A planned new EU telecoms watchdog will be funded with a mix of European Union and national government money, under a cross-party deal by European Parliament groups, a senior lawmaker said on Wednesday. "We managed to reach agreement on this just yesterday and I will be presenting an amendment for voting in plenary that will combine these two ways of funding," centre-right Spaniard Pilar del Castillo Vera told reporters.
"I expect to have the support of most political groups on this in the final vote. The Socialist group has communicated that and also the Liberals," del Castillo Vera said.
No figure will be included in the text on how much funding should come from the two sources, she added. The new body is part of a broader overhaul of European Union telecoms rules proposed by the bloc's telecoms commissioner, Viviane Reding.
Reding wants all the new body's funding to come from the bloc's budget as she fears funding from member states would make it more tied to national governments and less independent. "National financing, in whatever proportion, can only place the new body's credibility into question and opens the possibility for all kinds of administrative uncertainty," Reding said on Tuesday.
The new entity - the Body of European Regulators in Telecoms - is set to be adopted by parliament next week and will be a watered down version of a new super telecoms regulator that Reding had wanted. Parliament will also set up the new body under private, national law rather than as part of the European Union.
"I will fiercely oppose any move to transfer responsibility for EU telecoms regulation to a private body," Reding said. Catherine Trautmann, a French socialist also steering the package through parliament, said she expected a broad majority for adopting the changes to Reding's package next week so lawmakers have a strong position to negotiate with EU states on a final deal.
Parliament has joint say with EU states on the matter.
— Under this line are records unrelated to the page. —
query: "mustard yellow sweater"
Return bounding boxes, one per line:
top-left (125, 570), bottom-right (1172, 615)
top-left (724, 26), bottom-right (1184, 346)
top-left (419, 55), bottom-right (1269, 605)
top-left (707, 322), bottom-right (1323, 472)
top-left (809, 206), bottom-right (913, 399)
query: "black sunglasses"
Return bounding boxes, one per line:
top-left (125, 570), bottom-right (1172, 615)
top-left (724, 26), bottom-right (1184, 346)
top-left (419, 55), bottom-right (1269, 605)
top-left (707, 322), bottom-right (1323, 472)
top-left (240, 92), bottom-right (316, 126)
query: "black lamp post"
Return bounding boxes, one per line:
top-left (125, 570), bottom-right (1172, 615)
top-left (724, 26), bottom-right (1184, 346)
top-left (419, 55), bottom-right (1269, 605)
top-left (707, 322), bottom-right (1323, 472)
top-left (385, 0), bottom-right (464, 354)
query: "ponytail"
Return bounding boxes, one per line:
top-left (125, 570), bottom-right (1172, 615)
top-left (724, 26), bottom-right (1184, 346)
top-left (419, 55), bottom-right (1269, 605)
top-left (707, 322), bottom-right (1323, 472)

The deal on BERT's funding removes the last major hurdle to parliament adopting by broad majorities two committee reports on the package.
"I think the funding of BERT was the key strategic issue and my view is the core strategic package is secure," British centre-right lawmaker Malcolm Harbour said. "Parliament next week will give overwhelming support to this package of changes," Harbour said.
Parliament is also set to scrap Reding's plan for the executive European Commission to have a veto over decisions taken by national telecom regulators. Instead, the assembly will give BERT the last word. If the Commission disagrees with a national regulator's proposal for boosting competition, the EU executive will have to have BERT's backing to alter it. Otherwise the proposal stands.